OTTAWA - The Supreme Court of Canada will not hear the appeal of a Quebec man convicted of killing the manager of a small town east of Montreal.
Robert Godbout was convicted of first-degree murder in the January 2009 death of Renee Vaudreuil.
Her body was found in the debris after a fire destroyed the town hall in Saint-Remi-de-Tingwick, about 170 kilometres east of Montreal.
The pathology report showed Vaudreuil had been shot twice with a .410-calibre firearm and struck repeatedly in the head with a blunt object.
Godbout had been embroiled in a legal dispute with the town over his bid to open a petting zoo in the playground of an abandoned school.
The town got an injunction from the Quebec Superior Court ordering Godbout to remove the llamas, alpacas and goats he kept in the playground, which he appealed.
On the morning of the murder, the Quebec Court of Appeal refused to hear Godbout's case.
Godbout denied killing Vaudreuil and said he never owned a gun, but did admit to going by the town hall the day of the murder.
Police searched his home and the crime scene but found no physical evidence connecting him to the killing.
Quebec Superior Court, while noting the evidence was purely circumstantial, convicted him of first-degree murder based on his presence at the town hall around the time of the killing and his possible motive.

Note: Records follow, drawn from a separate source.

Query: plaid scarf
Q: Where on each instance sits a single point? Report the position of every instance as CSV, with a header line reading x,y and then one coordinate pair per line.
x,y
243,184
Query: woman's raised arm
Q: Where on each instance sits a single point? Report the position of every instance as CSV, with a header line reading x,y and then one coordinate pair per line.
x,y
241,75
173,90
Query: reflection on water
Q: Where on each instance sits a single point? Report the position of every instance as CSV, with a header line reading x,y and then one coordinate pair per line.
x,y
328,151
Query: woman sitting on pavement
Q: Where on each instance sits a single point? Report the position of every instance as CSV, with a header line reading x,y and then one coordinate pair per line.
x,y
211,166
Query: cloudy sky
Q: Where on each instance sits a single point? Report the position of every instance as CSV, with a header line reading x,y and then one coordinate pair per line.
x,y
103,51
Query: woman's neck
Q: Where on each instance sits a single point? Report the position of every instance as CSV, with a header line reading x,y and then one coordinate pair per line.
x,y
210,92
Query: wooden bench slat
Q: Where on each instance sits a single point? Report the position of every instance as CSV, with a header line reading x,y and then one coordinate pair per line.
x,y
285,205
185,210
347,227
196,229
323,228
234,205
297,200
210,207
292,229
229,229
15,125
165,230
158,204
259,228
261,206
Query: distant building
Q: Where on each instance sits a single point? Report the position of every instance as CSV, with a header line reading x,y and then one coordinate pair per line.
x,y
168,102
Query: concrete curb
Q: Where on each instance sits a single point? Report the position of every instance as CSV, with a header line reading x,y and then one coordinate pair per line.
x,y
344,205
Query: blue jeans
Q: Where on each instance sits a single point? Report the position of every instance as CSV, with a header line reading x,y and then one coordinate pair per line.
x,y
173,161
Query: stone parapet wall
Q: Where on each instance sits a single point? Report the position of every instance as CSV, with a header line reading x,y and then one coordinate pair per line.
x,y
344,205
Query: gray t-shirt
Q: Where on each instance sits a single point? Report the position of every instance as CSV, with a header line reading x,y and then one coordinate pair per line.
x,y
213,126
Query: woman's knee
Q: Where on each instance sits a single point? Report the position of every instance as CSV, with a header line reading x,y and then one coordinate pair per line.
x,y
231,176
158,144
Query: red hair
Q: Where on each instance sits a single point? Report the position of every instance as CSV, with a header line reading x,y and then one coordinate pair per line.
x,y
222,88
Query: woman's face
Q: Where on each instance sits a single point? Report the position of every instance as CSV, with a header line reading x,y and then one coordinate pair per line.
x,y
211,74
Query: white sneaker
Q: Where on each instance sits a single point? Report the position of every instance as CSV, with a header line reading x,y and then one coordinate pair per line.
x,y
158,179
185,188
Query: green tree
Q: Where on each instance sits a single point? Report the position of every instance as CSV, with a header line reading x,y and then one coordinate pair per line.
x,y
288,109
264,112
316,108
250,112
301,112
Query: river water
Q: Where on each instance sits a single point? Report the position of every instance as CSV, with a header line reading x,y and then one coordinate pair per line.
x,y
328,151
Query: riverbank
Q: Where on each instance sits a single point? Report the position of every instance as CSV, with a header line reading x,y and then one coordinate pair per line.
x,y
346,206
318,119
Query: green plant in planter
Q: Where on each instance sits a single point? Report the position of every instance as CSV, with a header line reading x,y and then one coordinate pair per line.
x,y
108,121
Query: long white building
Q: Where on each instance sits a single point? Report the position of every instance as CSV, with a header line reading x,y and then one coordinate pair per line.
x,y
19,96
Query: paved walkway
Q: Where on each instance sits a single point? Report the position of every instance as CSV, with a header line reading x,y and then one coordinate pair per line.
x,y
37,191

Godbout's lawyer Mylene Lareau declined to comment on Thursday's decision, while Crown prosecutor Jean-Francois Bouvette said he was satisfied with the ruling.
"My thoughts go to the family of the victim Renee Vaudreuil, who lost their loved one in this human tragedy," Bouvette said in an email.
"It is sad that she was murdered for a litigation concerning the operation of a zoo. Nobody should be subjected to such a tragic end of their life."